When it comes to transparency in government, things always get a bit murky, and when it comes to police accountability, that thin blue line always tends to be blurred. Whenever a police action becomes questionable, there is always a struggle to get the full details. More often than not, in the midst of such an investigation, police reports tend to conflict with video evidence that surfaces later. Some areas of the country are better than others when it comes to such things, but Iowa is not one of them.
According to the Center for Public Integrity, we get a D-plus on the matter. The center cites a 2015 case involving the fatal police shooting of 34-year-old mother Autumn Steele in Burlington during a domestic-dispute response. The officer responsible for the shooting was ultimately cleared of criminal charges.

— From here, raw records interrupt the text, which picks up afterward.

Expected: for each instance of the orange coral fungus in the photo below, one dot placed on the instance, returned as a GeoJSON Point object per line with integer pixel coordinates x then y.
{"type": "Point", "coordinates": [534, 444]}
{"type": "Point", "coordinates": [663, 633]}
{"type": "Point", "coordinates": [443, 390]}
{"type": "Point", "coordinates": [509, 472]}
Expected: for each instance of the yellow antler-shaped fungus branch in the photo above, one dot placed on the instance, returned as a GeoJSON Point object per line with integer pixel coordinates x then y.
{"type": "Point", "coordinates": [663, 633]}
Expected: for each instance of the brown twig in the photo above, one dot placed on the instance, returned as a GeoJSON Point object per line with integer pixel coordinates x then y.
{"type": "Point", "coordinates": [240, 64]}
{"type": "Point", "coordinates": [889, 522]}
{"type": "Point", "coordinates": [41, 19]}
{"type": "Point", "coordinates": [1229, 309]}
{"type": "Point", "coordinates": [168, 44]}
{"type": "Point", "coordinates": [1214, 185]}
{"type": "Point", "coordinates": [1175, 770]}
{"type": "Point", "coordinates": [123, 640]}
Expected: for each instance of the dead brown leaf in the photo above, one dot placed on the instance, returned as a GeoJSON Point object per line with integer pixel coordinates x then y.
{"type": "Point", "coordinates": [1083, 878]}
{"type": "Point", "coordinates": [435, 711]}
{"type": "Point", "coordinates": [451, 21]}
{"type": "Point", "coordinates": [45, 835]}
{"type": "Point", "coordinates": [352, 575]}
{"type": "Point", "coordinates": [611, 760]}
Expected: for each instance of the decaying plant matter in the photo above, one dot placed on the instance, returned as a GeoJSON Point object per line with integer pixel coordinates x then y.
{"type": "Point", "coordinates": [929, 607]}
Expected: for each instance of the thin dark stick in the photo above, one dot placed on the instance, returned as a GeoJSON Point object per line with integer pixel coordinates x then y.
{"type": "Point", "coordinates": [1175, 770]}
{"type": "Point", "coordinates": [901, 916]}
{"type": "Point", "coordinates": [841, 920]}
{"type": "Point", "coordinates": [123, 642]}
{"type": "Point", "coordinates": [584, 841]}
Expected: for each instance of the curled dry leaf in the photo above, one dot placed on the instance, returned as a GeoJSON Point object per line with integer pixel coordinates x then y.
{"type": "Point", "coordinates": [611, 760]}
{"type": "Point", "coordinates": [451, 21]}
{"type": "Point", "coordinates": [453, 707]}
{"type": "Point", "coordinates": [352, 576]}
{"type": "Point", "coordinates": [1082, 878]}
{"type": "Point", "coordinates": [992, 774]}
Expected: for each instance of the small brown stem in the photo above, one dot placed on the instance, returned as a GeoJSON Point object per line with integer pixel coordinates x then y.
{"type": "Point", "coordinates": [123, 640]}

According to the Des Moines Register, “The fact that state authorities sought to obstruct the disclosure explains, in part, why Iowa received an overall grade of D+.” The grade assigned in 2015, seemingly arbitrary, is actually telling of a problem that Iowans face in concerns to government transparency and police culture.
A recent interpretation of Iowa’s open-records law grants government agencies, such as local police forces, the ability to withhold any or all documents created or collected during an investigation. Essentially, this interpretation states that it is perfectly legal for state agencies to deny public access to just about any document or record involving law enforcement.
This in interpretation is not only overreaching and excessive, but it is also liable to be abused by government departments and inevitably perpetuate police corruption.
In fact, it seems as though it’s happening. According to the Register, “40 of 59 public record requests made to the [Iowa Department of Public Safety] in the first six months of 2016 — most made by people other than journalists — had been completely or partially rejected, mostly for the investigative report reason.”
In the midst of a national dialogue demanding police accountability through visibility of unchecked and unwarranted police brutality, the interpretation is not only in bad taste but seemingly evidence of outright police bias in more departments than just those that carry a badge and gun.
The Daily Iowan Editorial Board believes that denying the public access to records that pertain to the policing of that very public is to deny them the power of knowledge. The basic relationship shared between the people and the police is hinged entirely on a social contract, this social contract being a consent of the people to be policed. There is no consent in ignorance.
The triumph of accountability relies entirely on the existence of transparency. Revoking the latter from the public is to threaten the sanctity of government institution’s competence to hold itself accountable and the public’s trust in that very institution.